Dispersion, scale, and time dependence of mixing zones under gravitationally stable and unstable displacements in porous media

We report on an experimental study of the mixing of two miscible fluids in a porous medium driven by either a gravitationally stable or unstable linear displacement flow. A solution of a given NaCl concentration was injected at a constant rate into a homogeneous bead pack saturated with an aqueous solution of different NaCl concentration. The position and width of the fluid interface were recorded using digital image analysis. Our results highlight the strong interplay between gravity and mechanical dispersion. For stable flows, at low Péclet number Pe, the dispersion coefficient increases with Pe, whereas for Pe >500, it becomes constant.
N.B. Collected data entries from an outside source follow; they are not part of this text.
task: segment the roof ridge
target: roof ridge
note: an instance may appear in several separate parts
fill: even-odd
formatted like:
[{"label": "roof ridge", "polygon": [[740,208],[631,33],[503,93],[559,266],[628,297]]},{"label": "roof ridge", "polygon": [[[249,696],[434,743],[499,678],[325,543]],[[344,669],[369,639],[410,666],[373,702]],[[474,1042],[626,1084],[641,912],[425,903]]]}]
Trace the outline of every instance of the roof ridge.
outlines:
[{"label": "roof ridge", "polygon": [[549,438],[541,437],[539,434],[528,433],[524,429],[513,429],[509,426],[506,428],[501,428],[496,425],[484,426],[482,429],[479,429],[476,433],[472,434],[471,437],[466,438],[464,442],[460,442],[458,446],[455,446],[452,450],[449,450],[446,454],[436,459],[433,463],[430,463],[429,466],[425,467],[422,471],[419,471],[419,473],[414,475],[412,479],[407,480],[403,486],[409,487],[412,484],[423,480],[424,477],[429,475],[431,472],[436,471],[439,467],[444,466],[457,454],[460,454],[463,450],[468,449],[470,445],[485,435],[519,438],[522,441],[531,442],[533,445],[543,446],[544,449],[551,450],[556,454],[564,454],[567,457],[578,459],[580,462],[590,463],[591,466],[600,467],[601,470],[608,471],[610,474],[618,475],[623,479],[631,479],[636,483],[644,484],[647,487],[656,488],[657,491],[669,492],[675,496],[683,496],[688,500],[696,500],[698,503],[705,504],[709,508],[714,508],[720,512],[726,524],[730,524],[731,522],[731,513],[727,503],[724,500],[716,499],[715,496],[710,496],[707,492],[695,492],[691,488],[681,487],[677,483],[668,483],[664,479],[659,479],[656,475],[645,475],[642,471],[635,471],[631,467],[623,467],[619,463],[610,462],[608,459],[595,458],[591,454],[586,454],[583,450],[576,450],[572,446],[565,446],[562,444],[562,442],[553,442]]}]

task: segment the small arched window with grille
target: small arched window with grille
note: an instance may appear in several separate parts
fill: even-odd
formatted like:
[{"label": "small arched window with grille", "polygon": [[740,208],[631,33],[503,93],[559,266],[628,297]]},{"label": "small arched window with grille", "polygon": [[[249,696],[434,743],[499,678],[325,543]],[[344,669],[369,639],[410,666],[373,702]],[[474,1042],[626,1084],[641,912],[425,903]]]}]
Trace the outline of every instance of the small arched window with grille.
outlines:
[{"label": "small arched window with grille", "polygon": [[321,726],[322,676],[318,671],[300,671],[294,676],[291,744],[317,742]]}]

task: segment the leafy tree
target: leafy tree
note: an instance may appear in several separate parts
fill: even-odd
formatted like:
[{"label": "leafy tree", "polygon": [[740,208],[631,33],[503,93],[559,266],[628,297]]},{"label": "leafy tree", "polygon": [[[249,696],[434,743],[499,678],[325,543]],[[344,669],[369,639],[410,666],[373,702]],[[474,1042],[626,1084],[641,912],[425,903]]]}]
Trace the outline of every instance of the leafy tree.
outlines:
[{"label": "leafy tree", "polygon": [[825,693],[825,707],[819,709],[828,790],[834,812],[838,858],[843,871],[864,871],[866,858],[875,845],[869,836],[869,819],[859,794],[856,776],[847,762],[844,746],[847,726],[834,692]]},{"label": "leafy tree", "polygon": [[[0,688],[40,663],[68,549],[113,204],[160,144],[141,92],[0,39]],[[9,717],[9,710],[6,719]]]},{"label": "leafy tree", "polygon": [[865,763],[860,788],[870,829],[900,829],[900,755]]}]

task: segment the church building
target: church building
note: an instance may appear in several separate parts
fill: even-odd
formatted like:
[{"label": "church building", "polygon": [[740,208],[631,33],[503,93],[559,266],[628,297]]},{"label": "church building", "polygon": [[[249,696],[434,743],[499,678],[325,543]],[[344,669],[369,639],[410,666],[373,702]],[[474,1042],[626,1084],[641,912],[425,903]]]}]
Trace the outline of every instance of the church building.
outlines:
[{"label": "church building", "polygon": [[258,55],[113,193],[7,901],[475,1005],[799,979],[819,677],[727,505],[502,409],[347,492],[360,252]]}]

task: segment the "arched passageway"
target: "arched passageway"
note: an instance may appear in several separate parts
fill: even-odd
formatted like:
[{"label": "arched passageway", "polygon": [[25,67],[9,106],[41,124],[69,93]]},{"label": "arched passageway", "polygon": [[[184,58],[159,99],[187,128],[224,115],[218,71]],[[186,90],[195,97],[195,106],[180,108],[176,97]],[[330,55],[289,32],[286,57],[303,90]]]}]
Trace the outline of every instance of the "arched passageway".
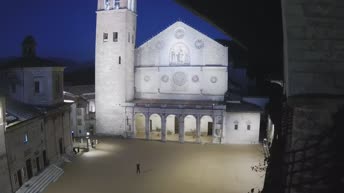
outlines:
[{"label": "arched passageway", "polygon": [[213,119],[210,116],[203,116],[201,118],[201,142],[212,143],[213,141]]},{"label": "arched passageway", "polygon": [[196,118],[192,115],[187,115],[184,118],[184,141],[195,142],[196,139]]},{"label": "arched passageway", "polygon": [[146,138],[146,117],[142,113],[135,114],[135,137],[138,139]]},{"label": "arched passageway", "polygon": [[160,140],[161,139],[161,117],[158,114],[152,114],[149,117],[149,132],[150,139]]},{"label": "arched passageway", "polygon": [[166,117],[166,140],[179,141],[179,123],[176,115]]}]

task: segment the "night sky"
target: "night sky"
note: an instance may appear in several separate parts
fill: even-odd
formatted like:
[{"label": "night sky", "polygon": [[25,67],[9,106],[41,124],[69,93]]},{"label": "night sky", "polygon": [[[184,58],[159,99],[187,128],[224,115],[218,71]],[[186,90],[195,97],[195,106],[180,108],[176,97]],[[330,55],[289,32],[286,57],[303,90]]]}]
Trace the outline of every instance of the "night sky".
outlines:
[{"label": "night sky", "polygon": [[[96,9],[97,0],[2,1],[0,58],[20,56],[23,38],[33,35],[41,57],[93,60]],[[138,0],[136,45],[178,20],[213,39],[230,39],[173,0]]]}]

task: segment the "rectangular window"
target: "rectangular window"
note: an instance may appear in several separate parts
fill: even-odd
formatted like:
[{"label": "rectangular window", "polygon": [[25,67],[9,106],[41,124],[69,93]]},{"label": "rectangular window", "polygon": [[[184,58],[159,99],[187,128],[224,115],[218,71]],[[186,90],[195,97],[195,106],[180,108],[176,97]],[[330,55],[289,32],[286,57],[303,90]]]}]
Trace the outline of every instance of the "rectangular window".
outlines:
[{"label": "rectangular window", "polygon": [[234,125],[234,129],[235,129],[235,130],[238,130],[238,124],[235,124],[235,125]]},{"label": "rectangular window", "polygon": [[247,130],[251,130],[251,125],[247,125]]},{"label": "rectangular window", "polygon": [[29,136],[27,133],[24,134],[24,143],[25,144],[29,143]]},{"label": "rectangular window", "polygon": [[118,32],[113,32],[113,42],[118,42]]},{"label": "rectangular window", "polygon": [[118,64],[121,64],[121,63],[122,63],[122,58],[118,57]]},{"label": "rectangular window", "polygon": [[128,42],[130,43],[130,32],[128,32]]},{"label": "rectangular window", "polygon": [[131,36],[131,43],[134,44],[134,35]]},{"label": "rectangular window", "polygon": [[39,81],[35,81],[35,93],[38,94],[41,92],[41,88],[40,88],[40,82]]},{"label": "rectangular window", "polygon": [[109,40],[109,34],[108,33],[103,33],[103,41],[107,42]]},{"label": "rectangular window", "polygon": [[56,93],[57,95],[60,94],[61,91],[61,85],[60,85],[60,75],[56,75]]}]

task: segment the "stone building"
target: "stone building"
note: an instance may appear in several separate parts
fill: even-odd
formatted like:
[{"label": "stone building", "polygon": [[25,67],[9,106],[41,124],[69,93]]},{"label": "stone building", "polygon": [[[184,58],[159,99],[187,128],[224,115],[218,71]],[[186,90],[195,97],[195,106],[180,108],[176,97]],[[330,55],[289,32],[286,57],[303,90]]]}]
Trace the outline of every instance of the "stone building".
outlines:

Although similar regimes are observed with pure mixing, the stabilizing effect of gravity reduces significantly the dispersion coefficient by a factor of 2–4, even for density contrasts as low as 0.07%. For unstable flows, gravitational instability is delayed by mechanical dispersion. The ratio of the gravitational to background fluid velocity, G, controls the initial diffusive growth of the mixing zone and the time at which the instability subsequently arises. The wavelength of the instability scales with the width of the diffusive mixing zone at onset of instability and its subsequent linear convective growth rate is one fourth of the unstable gravity speed. For natural porous flows, mechanical dispersion can suppress the onset of gravitational instability until the mixing zone is 1–2 m thick. The width of this mixed zone then controls the length scale of the unstable fingers.